Extras for this release include a intro to the film with director Luciano Ercoli and actress Nieves Navarro, a English language trailer for the film (3 minutes 6 seconds – anamorphic widescreen), a photo gallery and two featurette’s, the first one titled ‘Shooting Forbidden Photos’ (35 minutes 47 seconds – anamorphic widescreen, in Italian with English subtitles) and the second one titled ‘Venus Plus’ (14 minutes 36 seconds – anamorphic widescreen, in Italian with English subtitles).

The first featurette include comments from Luciano Ercoli and Nieves Navarro, who discuss how they got into the film industry, Luciano Ercoli discusses his career as a producer and his transition into directing and Nieves Navarro reveals how she got the pseudonym Susan Scott. Other topics they discuss include the cast and crew, shooting on location in Spain, Ennio Morricone’s score,  screenwriter Ernesto Gastaldi, the giallo genre and various other films that they worked on. The second featurette is with screenwriter Ernesto Gastaldi, who discusses the origins of the script and how he originally intended for this screenplay to be a film that his wife Mara Maryl would be the star of and how she was unavailable to be in the film, so he sold the screenplay. Other topics he discusses include the giallo genre, Luciano Ercoli and his thoughts on the final product, Forbidden Photos of a Lady above Suspicion. It should also be noted that when both Luciano Ercoli and Ernesto Gastaldi talk about each it is not in the highest of regard.

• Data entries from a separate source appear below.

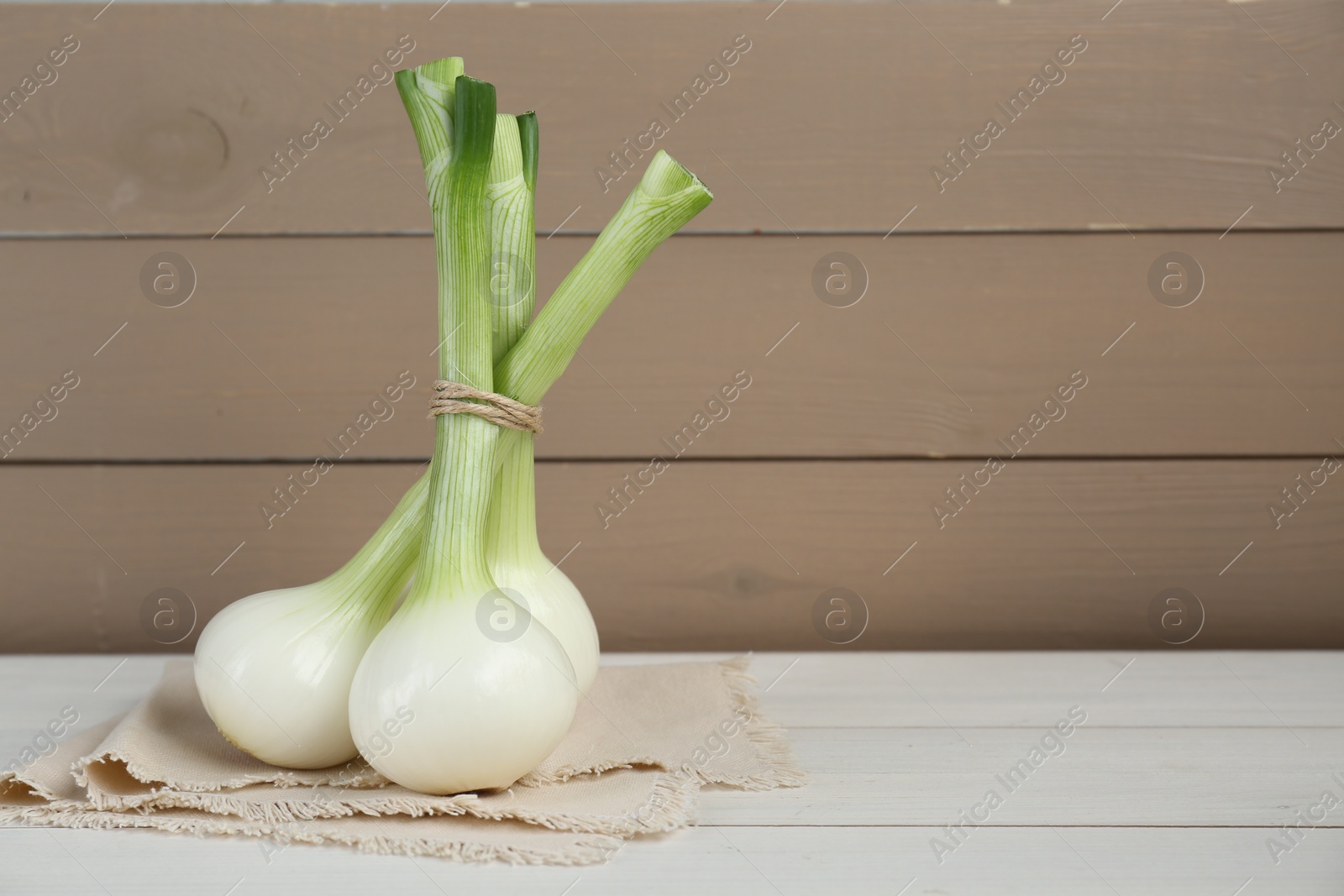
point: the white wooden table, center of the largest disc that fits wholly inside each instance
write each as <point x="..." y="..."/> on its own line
<point x="1186" y="768"/>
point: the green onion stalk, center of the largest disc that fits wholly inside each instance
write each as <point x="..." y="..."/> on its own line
<point x="480" y="669"/>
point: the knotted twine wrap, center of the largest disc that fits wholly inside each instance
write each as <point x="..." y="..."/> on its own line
<point x="450" y="398"/>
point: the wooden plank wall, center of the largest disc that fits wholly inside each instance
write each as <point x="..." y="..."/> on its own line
<point x="1026" y="268"/>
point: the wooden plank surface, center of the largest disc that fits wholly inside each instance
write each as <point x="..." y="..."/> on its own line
<point x="832" y="120"/>
<point x="954" y="344"/>
<point x="723" y="555"/>
<point x="1182" y="808"/>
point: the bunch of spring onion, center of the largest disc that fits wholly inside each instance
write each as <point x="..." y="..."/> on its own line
<point x="434" y="696"/>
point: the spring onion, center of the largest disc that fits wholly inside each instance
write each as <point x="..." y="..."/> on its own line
<point x="470" y="707"/>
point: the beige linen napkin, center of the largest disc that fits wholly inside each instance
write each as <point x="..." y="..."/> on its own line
<point x="643" y="741"/>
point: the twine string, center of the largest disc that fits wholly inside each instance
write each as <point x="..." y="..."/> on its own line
<point x="456" y="398"/>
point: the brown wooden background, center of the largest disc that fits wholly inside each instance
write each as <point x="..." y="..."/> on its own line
<point x="313" y="296"/>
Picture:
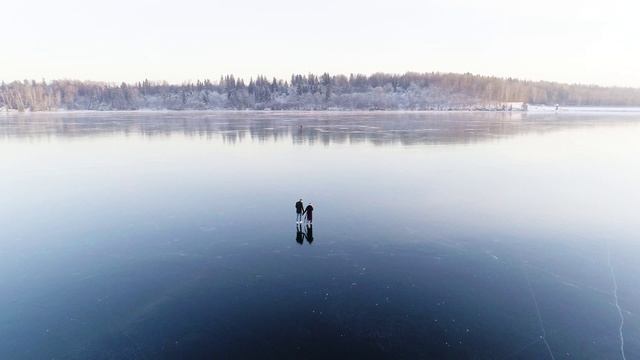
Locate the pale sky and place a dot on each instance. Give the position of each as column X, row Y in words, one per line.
column 583, row 41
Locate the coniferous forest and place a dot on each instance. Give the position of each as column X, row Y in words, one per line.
column 409, row 91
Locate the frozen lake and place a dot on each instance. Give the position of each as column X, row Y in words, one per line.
column 440, row 235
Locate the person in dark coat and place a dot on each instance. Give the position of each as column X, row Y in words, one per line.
column 299, row 211
column 308, row 211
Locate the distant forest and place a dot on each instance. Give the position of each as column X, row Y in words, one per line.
column 410, row 91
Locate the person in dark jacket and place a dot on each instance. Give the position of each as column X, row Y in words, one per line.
column 299, row 211
column 308, row 211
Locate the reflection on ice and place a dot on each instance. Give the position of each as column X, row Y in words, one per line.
column 308, row 128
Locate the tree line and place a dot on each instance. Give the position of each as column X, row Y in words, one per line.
column 380, row 91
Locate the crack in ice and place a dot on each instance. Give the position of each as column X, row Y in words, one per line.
column 615, row 297
column 535, row 302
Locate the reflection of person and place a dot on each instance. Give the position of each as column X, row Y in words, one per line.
column 309, row 212
column 309, row 234
column 299, row 211
column 299, row 234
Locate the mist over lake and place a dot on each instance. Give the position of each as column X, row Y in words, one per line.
column 150, row 235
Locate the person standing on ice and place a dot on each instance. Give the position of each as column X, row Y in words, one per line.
column 309, row 212
column 299, row 211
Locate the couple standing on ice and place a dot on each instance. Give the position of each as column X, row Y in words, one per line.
column 301, row 211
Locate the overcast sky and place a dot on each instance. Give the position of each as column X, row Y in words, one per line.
column 582, row 41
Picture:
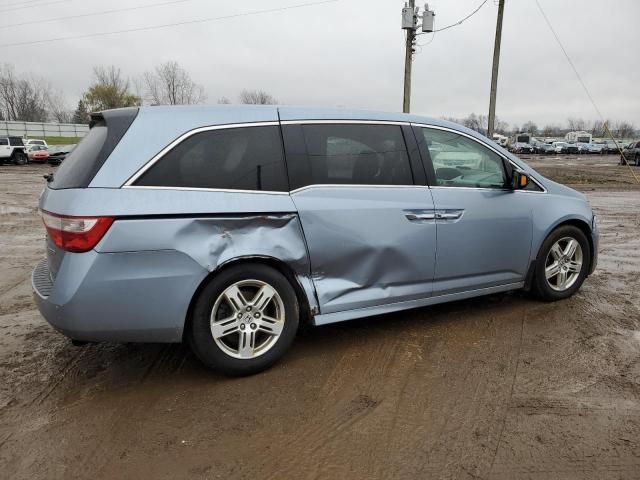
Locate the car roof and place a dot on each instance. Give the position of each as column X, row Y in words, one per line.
column 220, row 114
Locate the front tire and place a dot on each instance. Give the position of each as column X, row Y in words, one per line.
column 562, row 264
column 244, row 320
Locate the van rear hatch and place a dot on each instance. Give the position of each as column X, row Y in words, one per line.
column 76, row 172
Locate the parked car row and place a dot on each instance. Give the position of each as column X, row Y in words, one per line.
column 561, row 147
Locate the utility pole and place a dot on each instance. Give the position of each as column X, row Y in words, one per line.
column 410, row 16
column 494, row 71
column 408, row 52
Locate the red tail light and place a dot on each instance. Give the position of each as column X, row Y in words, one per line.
column 75, row 234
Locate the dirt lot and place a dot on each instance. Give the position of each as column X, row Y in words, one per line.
column 499, row 387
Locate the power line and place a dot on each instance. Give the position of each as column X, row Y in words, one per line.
column 167, row 25
column 575, row 70
column 586, row 90
column 460, row 21
column 104, row 12
column 31, row 6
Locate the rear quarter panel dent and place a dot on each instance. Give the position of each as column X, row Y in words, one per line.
column 216, row 241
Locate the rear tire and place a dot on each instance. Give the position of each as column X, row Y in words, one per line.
column 564, row 255
column 244, row 320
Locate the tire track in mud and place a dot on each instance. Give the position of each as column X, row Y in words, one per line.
column 357, row 386
column 415, row 428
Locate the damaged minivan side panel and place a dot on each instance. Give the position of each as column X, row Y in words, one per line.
column 210, row 242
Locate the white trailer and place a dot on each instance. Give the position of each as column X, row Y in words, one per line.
column 578, row 137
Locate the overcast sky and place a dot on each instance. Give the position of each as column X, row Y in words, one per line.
column 351, row 53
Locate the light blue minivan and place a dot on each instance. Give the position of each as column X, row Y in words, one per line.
column 227, row 226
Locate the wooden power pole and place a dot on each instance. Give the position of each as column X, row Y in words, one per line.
column 408, row 59
column 494, row 71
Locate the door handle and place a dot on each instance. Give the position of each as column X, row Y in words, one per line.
column 448, row 214
column 420, row 217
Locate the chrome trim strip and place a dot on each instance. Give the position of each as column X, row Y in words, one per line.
column 341, row 316
column 349, row 185
column 198, row 189
column 186, row 135
column 343, row 122
column 490, row 147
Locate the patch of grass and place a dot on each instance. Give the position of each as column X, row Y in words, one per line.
column 57, row 140
column 62, row 140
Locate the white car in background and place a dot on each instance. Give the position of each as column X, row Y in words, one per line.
column 35, row 141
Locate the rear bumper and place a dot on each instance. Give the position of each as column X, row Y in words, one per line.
column 118, row 297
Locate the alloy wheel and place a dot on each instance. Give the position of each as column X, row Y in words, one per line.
column 563, row 264
column 247, row 319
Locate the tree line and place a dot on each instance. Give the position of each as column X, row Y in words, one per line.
column 480, row 123
column 25, row 97
column 32, row 99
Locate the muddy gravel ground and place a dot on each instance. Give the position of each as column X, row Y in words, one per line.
column 497, row 387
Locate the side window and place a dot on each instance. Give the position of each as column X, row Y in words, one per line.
column 246, row 158
column 459, row 161
column 357, row 154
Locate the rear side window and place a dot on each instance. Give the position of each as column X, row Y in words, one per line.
column 357, row 154
column 245, row 158
column 82, row 164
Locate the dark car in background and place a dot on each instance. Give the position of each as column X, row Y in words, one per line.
column 632, row 153
column 545, row 149
column 58, row 153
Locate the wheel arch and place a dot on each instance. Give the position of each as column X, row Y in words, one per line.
column 307, row 306
column 579, row 223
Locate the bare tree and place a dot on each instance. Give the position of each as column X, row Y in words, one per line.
column 109, row 90
column 501, row 126
column 576, row 124
column 623, row 129
column 58, row 110
column 170, row 84
column 257, row 97
column 479, row 123
column 552, row 130
column 530, row 127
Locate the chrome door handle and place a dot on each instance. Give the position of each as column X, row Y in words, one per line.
column 449, row 214
column 416, row 217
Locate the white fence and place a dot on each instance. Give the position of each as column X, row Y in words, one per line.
column 37, row 129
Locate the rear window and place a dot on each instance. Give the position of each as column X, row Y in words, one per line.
column 245, row 158
column 82, row 164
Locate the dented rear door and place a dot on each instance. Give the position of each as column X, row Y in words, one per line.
column 369, row 228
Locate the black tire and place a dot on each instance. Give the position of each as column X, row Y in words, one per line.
column 201, row 337
column 541, row 286
column 19, row 158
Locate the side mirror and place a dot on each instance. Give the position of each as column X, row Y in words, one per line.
column 519, row 181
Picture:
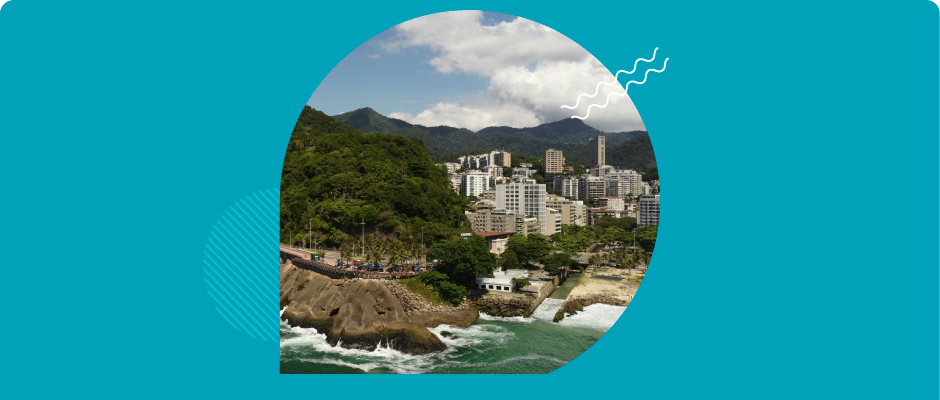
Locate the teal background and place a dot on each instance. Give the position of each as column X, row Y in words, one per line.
column 796, row 143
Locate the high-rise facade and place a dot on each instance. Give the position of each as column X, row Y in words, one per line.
column 649, row 210
column 566, row 186
column 501, row 158
column 554, row 162
column 523, row 197
column 591, row 187
column 473, row 184
column 597, row 150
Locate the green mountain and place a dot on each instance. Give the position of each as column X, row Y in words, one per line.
column 569, row 135
column 634, row 154
column 334, row 177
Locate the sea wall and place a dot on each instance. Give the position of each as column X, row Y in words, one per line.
column 574, row 304
column 362, row 313
column 512, row 305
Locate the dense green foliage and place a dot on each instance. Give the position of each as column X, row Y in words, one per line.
column 443, row 142
column 613, row 234
column 335, row 177
column 624, row 223
column 646, row 237
column 509, row 260
column 557, row 262
column 636, row 154
column 462, row 260
column 573, row 238
column 446, row 290
column 521, row 282
column 528, row 249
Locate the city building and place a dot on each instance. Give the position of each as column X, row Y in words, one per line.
column 613, row 203
column 602, row 170
column 496, row 241
column 597, row 151
column 566, row 186
column 455, row 181
column 451, row 167
column 649, row 210
column 525, row 197
column 501, row 158
column 591, row 187
column 474, row 183
column 553, row 220
column 623, row 183
column 572, row 211
column 495, row 171
column 598, row 212
column 519, row 171
column 500, row 280
column 554, row 162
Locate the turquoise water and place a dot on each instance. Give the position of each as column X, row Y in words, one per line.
column 492, row 345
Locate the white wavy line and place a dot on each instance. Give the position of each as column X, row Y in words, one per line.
column 598, row 88
column 627, row 87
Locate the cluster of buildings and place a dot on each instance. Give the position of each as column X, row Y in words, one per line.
column 518, row 204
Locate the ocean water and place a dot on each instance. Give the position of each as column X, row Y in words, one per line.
column 491, row 345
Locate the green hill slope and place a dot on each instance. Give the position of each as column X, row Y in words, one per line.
column 338, row 177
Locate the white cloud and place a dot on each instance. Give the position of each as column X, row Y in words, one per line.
column 473, row 117
column 533, row 71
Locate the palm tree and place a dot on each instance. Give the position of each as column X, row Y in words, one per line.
column 594, row 260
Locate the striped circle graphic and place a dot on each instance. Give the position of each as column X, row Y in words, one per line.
column 241, row 265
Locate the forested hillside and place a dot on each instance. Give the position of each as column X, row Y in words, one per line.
column 568, row 135
column 334, row 177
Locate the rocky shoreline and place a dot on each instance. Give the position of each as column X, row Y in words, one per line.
column 577, row 303
column 366, row 313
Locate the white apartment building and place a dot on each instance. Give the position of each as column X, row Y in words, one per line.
column 519, row 171
column 500, row 158
column 554, row 221
column 495, row 171
column 554, row 162
column 649, row 210
column 591, row 187
column 455, row 181
column 612, row 203
column 523, row 196
column 602, row 170
column 597, row 150
column 572, row 212
column 566, row 186
column 623, row 183
column 474, row 183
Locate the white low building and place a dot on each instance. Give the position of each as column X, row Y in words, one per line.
column 500, row 280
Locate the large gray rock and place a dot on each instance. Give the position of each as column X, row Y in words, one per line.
column 363, row 313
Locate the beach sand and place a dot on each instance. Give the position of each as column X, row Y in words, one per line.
column 591, row 283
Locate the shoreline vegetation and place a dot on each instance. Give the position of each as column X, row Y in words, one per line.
column 381, row 198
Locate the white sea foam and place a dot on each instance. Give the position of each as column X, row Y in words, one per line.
column 546, row 311
column 595, row 316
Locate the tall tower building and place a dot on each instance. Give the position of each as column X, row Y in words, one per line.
column 554, row 162
column 649, row 210
column 524, row 198
column 597, row 150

Also included with this release is a DVD booklet that includes a insightful essay about the film and those involved in this production. This essay is presented in dual text, English and German. This release also comes with multi-lingual menus, English and German.

I have always had a strange infinity with the thriller genre, in particular the Italian thrillers better known as giallo’s. And in a time when it seems that this genre has all but been forgotten. It is refreshing to see a company like Camera Obscura release another Giallo on DVD, even one that had been released before on DVD. Overall Camera Obscura gives Forbidden Photos of a Lady above Suspicion its strongest home video release to date, highly recommended.